If you pick up a copy of the current Dorset Magazine, you will see that our very own Programme Manager, Sam Scriven has shared thrilling tales of Dorset dinosaurs and reveals what this coastline looked like millions of years ago with the help of paleoartist Dr Mark Witton.
Stretching 95 miles along the Dorset and East Devon coast, the Jurassic Coast World Heritage Site is an iconic landscape enjoyed by hundreds of thousands of people each year. However, many are unaware of the fascinating heritage that lies hidden in its rocks, cliffs and beaches. Taking a bone or shell of a creature that once called this place home – I want you to leap back in time with me to long-vanished deserts, seas and swamps of the Jurassic Coast. Our fossils provide access to the landscapes of the Mesozoic Era – the age of reptiles. Spanning 186 million years of Earth History, the Mesozoic is made up of the Triassic, Jurassic and Cretaceous periods, each hosting wonderful examples of evolution.
The Great Dying
Before the dinosaurs came the Great Dying – the greatest mass extinction event ever known. The reasons for this momentous event are complex, but not as interesting as what happened afterwards. The Great Dying happened at the boundary between the Permian and Triassic Periods, around 252 million years ago. Some 95% of marine species and 70% of land species were wiped out. Such a huge loss of biodiversity radically altered the make-up of Earth’s ecosystems, opening up opportunities for those creatures that survived.
Incredibly rare Triassic fossils from the sandstone cliffs of East Devon offer a glimpse of those survivors. Fragments of bone and teeth point to a group of reptiles known as rauisuchians.
These extinct creatures, related to crocodiles, could grow to several metres long. Some had magnificent sails on their backs and collectively they may have occupied the top of the foodchain in the post-extinction deserts of Triassic Devon. In certain layers, munched and broken fragments of prey animals lie strewn amongst the splayed, five-toed footprints the rauisucians left behind. The fossilised remnants of a reptile buffet lunch. However, other more agile three-toed reptiles were appearing to compete with them. These began a legacy that would last for 170 million years –dinosaurs.
A Realm of Marine Reptiles
By the end of the Triassic period dinosaurs and other giant reptiles dominated land, sea and air. The early Jurassic rocks around Lyme Regis are a treasure trove of fossils that reveal life in the
marine realms of this reptile empire. Giant marine reptiles such as ichthyosaurs have had their ecological role re-filled by dolphins and other cetaceans. Plesiosaurs on the other hand
have no modern counterpart. Palaeontologists are still baffled by their defining feature, a long, graceful neck. Did they use it to ambush prey in murky water, or for sweeping their needle-tooth jaws through shoals of fish? The fact that plesiosaurs were first discovered over 150 years ago and scientists still haven’t cracked it shows how even familiar fossils can stubbornly withhold secrets
about their enigmatic past.
Diversify and thrive
The thrilling spectacle of huge dinosaurs, marine reptiles and pterosaurs (flying reptiles) should not distract us from another important event taking place during the Jurassic and Cretaceous periods – the diversification of mammals. By the end of the Jurassic period mammals had evolved to become a successful part of Mesozoic ecosystems and were fairly widespread. True, they tended to be fairly small and superficially resembled rodents, but size isn’t necessarily a sign of failure to thrive. Many are thought to have preyed on dinosaur eggs and young dinosaurs.

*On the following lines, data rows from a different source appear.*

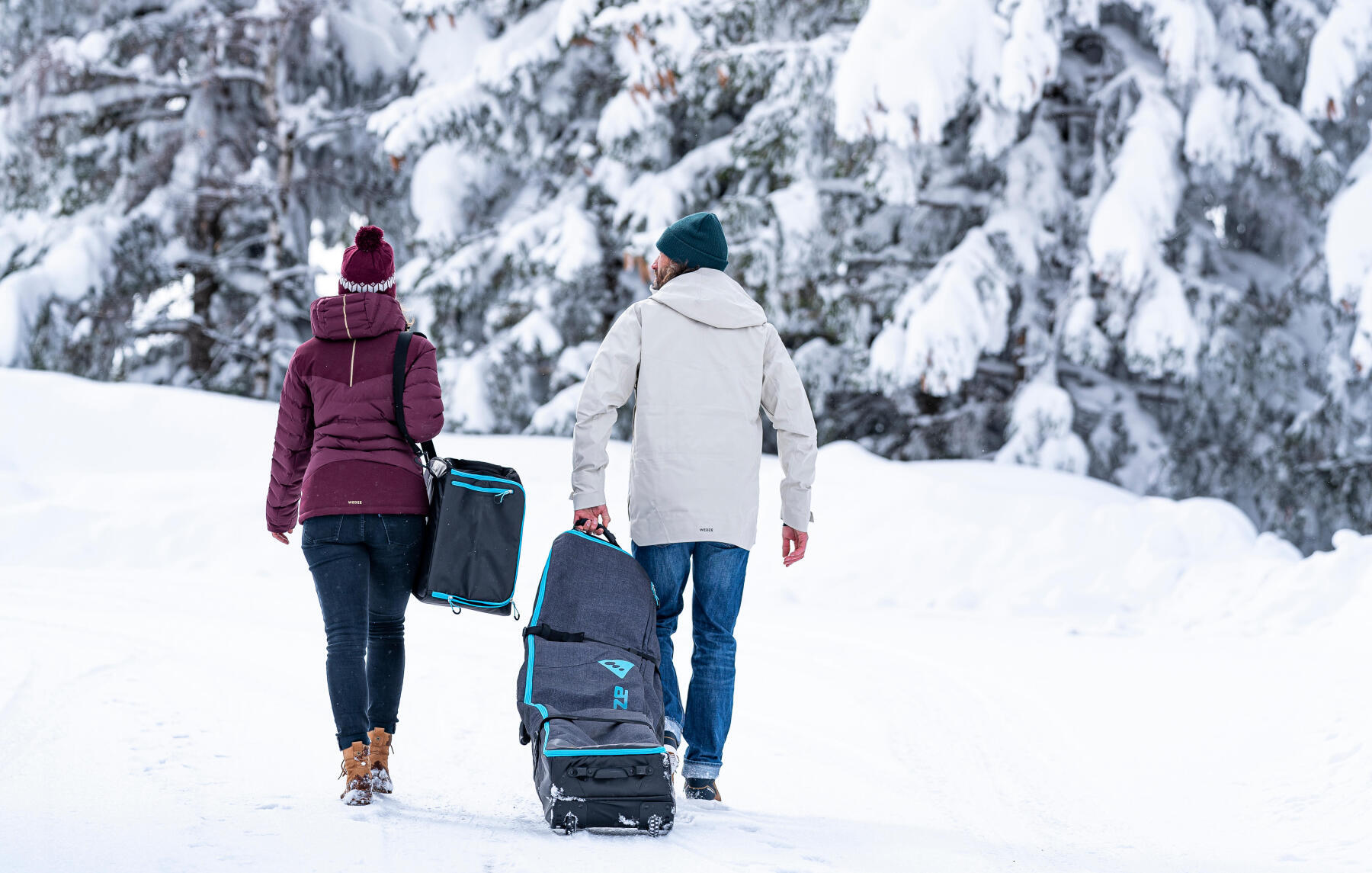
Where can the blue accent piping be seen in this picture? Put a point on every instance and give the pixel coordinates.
(464, 602)
(583, 753)
(459, 473)
(476, 488)
(528, 677)
(595, 540)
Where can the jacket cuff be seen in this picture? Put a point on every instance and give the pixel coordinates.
(796, 521)
(588, 500)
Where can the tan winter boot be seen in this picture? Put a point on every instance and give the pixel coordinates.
(358, 775)
(380, 759)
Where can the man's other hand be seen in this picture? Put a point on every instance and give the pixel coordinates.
(591, 518)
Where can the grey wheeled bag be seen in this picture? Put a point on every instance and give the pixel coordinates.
(590, 698)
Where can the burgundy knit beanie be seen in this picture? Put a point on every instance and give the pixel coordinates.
(368, 264)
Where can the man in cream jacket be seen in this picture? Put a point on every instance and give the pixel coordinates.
(704, 361)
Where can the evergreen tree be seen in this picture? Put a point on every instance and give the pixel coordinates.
(162, 169)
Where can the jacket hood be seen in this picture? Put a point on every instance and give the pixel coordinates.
(356, 316)
(711, 297)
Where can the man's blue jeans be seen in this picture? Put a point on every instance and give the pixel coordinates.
(718, 593)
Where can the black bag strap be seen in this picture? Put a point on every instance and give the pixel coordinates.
(402, 353)
(607, 773)
(576, 636)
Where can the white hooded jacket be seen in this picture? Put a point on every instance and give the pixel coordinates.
(703, 360)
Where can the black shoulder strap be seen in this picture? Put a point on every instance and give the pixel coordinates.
(402, 353)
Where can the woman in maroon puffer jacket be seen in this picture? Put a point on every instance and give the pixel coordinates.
(361, 496)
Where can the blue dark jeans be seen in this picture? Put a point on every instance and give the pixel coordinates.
(363, 567)
(716, 596)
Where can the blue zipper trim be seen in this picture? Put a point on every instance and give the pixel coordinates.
(476, 488)
(591, 753)
(528, 672)
(596, 540)
(459, 473)
(471, 603)
(528, 676)
(519, 552)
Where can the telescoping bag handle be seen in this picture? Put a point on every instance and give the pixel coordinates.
(604, 531)
(402, 351)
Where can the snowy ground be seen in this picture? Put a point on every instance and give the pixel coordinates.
(977, 669)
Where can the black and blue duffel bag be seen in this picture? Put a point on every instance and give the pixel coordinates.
(475, 523)
(590, 698)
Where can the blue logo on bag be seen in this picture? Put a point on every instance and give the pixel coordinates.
(617, 667)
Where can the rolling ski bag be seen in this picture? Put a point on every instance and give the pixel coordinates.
(590, 698)
(475, 522)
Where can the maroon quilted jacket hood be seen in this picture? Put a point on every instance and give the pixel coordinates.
(356, 316)
(338, 449)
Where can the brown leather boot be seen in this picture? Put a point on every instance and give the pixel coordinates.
(380, 759)
(357, 770)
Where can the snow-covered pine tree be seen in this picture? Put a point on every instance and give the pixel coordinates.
(164, 164)
(1120, 236)
(1168, 265)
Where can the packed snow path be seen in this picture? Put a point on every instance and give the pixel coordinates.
(979, 667)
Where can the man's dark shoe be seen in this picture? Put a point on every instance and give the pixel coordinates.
(703, 790)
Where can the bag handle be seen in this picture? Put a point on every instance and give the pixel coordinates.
(402, 353)
(604, 531)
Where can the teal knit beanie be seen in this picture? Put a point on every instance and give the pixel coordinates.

In 2017 the tiny fossilised teeth of two new mammal species were recovered from the earliest Cretaceous rocks of the Jurassic Coast. The surprising thing was that these teeth belonged to
a group directly related to all modern mammals, including human beings. Their names are Durlstotherium newmani and Durlstodon ensomi, recognising the place of their discovery
– Durlston Bay – and two individuals who have contributed much to the study of Purbeck’s geology and fossils, Paul Ensom and Charlie Newman.
The Extinction of the Dinosaurs
Death starts and finishes the extraordinary geological story of the Jurassic Coast. Beginning 252 million years ago with the Great Dying, we finish with the extinction of the dinosaurs around 66
million years ago. This event would likely have been visible in our strata, as a thin layer of sediment rich in the rare element iridium. Sadly, the rocks of that precise age were eroded away in our part of the world. The concentration of iridium, abundant in asteroids, is considered to be evidence of a major meteorite impact and subsequent environmental catastrophe. Around 75% of
species, including dinosaurs, pterosaurs, giant marine reptiles and ammonites did not survive. But let’s not be too maudlin. Without the ecological opportunity created by the Great Dying there would not have been the dinosaurs and their relatives. Without their ultimate demise mammals might never have realised their own potential for dazzling diversity. As homo sapiens we can explore this incredible shared history. Evolution has armed us with powerful brains capable of imaginative speculation and contemplation. All we need from this unique World Heritage Site is a handful of rocks and fossils and their promise of a journey into the sublime.